The name is a bit of a pun, ‘nage’ is the French word for ‘swimming’, and when used in cooking, it means a fish ‘swimming’ in the sauce you used to cook it in. This is a great recipe for the galley cook, using only one pot, and adaptable to whatever was caught that day.
- 1 medium yellow onion, finely diced.
- 1 small bell pepper, seeded and finely diced.
- 6 cilantro or Italian parsley leaves, finely sliced.
- 6 Tbsp lime juice
- 1/2 tsp sugar
- 1/2 c white vinegar or white wine vinegar
- Salt and pepper to taste
- Chili sauce
- About ½ lb. seafood (see variants)
- Combine all the broth ingredients in a large pot. Add ¾ cup water, and chili sauce to taste.

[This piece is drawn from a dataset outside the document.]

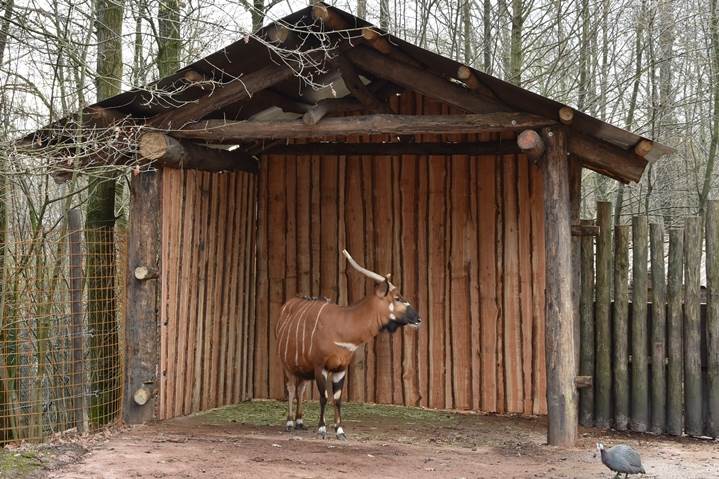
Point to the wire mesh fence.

- Heat the broth and let simmer for 20 minutes.
- Drop in seafood and simmer gently, 5 minutes.
- Remove seafood and put into deep soup bowls, then pour a bit of the broth over. You do not want to cover your fish. Remember, this is a sauce, not a soup!
Just about anything that swims in the sea will do well in this lime-chili broth. Here are a few suggestions:
- 10 Crayfish
- 2 lobster tails (split)
- 1/2 lb Chunked white fish (cod)
- 10-12 clams
- 15 mussels
…Or pretty much anything that swims.